If you look at the triage process [1], you will see that there is a
good reason that the patch hasn't been applied. Accepted means that we
acknowledge that the bug is real, not that the patch is ready. A patch
will only be applied when the ticket has been marked ready for
checkin.
The obvious reason for this ticket not being ready for checkin is that
the patch doesn't have any tests. This should be a relatively simple
case to check with the built in test client, so there is no excuse for
not having tests. Write some tests, and we'll get this ticket
committed.
[1] http://www.djangoproject.com/documentation/contributing/#ticket-triage
Yours,
Russ Magee %-)
Yes. Next question? :-)
There are some parts of Django that either do not have tests. These
usually correspond to the oldest parts of the framework, which existed
before Django had a full testing framework. Tha'ts not an excuse to
avoid writing tests - it just means that your tests will be the first
tests in that area.
The tests serve multiple purposes:
- they demonstrate the existence of a problem, which makes the triage
process easier
- they demonstrate that your patch fixes the problem
- they prevent the problem from happening again in the future.
With very few exceptions, nothing gets committed to the code base
unless it has tests.
> I think definitely there should be a ticket opened to ensure that
> tests are written to test the logic staff_member_required and
> request.get_full_path(). At the moment I'm not sure where they would
> fit.
The hard part is writing the tests, not deciding where to put them.

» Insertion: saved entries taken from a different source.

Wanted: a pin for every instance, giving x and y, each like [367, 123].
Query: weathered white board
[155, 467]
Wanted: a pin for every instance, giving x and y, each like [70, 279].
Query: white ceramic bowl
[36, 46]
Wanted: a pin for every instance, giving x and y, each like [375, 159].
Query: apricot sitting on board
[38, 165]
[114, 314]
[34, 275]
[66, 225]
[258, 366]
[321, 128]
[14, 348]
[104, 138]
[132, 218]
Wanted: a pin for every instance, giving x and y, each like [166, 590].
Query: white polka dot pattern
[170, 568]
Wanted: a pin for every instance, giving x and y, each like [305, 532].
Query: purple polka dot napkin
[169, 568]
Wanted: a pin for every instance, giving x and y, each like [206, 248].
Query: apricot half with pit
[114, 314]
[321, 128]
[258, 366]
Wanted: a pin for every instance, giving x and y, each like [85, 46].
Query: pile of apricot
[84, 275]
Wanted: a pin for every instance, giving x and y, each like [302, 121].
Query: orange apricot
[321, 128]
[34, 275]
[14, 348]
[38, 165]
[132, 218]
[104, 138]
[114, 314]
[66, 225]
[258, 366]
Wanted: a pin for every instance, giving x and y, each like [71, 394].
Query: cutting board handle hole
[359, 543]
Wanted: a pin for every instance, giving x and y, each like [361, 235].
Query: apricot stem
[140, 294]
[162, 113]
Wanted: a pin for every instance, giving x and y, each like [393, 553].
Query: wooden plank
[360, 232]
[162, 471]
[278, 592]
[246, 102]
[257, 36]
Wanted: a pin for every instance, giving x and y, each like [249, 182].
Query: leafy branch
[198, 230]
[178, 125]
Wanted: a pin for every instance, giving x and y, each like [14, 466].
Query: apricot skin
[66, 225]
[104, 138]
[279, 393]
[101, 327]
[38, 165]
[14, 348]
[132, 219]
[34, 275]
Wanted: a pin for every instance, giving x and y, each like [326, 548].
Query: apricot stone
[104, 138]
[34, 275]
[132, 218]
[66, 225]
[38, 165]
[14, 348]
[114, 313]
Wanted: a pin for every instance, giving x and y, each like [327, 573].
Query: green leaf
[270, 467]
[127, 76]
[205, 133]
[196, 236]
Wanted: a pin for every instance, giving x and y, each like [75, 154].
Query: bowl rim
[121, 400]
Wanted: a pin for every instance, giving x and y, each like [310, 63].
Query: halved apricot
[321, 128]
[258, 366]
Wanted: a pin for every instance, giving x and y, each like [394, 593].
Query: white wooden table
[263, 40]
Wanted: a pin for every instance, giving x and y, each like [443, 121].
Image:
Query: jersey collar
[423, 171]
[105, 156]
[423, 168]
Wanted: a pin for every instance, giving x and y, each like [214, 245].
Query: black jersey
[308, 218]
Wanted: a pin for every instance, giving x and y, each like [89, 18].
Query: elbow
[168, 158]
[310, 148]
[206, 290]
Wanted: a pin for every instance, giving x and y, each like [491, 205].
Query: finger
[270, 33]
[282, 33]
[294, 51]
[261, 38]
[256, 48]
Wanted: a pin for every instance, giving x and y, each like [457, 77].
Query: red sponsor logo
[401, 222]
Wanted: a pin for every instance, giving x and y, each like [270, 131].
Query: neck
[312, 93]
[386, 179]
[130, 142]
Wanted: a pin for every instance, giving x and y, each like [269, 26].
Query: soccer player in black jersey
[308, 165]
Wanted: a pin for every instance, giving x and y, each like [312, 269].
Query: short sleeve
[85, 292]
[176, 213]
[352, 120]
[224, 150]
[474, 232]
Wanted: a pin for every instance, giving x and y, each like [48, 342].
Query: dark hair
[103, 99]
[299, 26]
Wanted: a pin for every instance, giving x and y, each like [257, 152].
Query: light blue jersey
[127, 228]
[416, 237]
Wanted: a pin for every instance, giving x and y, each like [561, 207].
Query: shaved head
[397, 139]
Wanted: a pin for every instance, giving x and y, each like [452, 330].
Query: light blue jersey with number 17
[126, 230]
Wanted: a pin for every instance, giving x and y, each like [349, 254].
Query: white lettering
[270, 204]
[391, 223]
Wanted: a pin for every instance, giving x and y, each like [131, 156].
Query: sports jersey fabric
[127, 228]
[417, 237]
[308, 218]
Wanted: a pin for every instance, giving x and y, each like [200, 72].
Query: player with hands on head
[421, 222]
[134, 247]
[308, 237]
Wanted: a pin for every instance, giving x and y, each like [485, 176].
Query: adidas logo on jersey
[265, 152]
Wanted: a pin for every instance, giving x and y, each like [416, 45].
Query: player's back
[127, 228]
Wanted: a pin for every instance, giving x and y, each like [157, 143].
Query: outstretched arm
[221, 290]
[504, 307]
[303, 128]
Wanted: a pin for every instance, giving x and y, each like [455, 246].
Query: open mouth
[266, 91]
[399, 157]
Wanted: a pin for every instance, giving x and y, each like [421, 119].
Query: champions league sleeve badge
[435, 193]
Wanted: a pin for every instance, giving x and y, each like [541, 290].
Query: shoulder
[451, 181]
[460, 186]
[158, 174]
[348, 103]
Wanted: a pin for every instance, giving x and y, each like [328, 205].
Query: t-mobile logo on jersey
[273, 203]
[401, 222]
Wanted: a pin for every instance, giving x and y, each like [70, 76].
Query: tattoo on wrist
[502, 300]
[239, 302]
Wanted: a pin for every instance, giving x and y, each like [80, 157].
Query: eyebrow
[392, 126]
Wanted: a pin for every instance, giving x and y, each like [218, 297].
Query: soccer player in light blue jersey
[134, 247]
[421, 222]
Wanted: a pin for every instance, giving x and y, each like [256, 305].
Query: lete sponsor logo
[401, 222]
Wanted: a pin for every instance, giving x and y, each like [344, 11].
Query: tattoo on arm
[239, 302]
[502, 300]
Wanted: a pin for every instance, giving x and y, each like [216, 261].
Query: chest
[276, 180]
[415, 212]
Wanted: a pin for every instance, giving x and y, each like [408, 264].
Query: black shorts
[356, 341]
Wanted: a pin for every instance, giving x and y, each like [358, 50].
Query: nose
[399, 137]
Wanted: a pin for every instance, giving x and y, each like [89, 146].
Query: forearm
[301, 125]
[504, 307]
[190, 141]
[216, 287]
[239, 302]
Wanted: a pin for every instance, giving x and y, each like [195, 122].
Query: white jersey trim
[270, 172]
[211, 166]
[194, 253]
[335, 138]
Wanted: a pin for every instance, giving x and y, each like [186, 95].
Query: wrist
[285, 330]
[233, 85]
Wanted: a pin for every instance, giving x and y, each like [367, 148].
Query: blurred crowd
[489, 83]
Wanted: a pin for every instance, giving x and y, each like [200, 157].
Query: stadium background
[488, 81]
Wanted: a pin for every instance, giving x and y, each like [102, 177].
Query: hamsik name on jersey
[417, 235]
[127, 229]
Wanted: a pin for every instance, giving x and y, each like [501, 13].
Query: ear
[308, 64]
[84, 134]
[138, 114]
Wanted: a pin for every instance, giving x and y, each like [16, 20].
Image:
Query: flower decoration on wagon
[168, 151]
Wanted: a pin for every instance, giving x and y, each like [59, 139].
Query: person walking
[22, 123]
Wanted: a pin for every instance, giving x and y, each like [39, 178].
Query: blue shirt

Worst case, the core developer that commits your patch will put the
tests into a different location.
However, that said, the decision on where to put a test goes something
like this:
* Is it a specific test of a contrib app? If yes, put it in the tests
module for that app
* Could the test serve as a form of documentation for a feature? If
yes, put it in modeltests.
* Otherwise, put it in regressiontests.
Beyond that, try to add the tests to an existing test module within
modeltests/regressiontests; however, if you can't find anything
appropriate, feel free to suggest a new test module.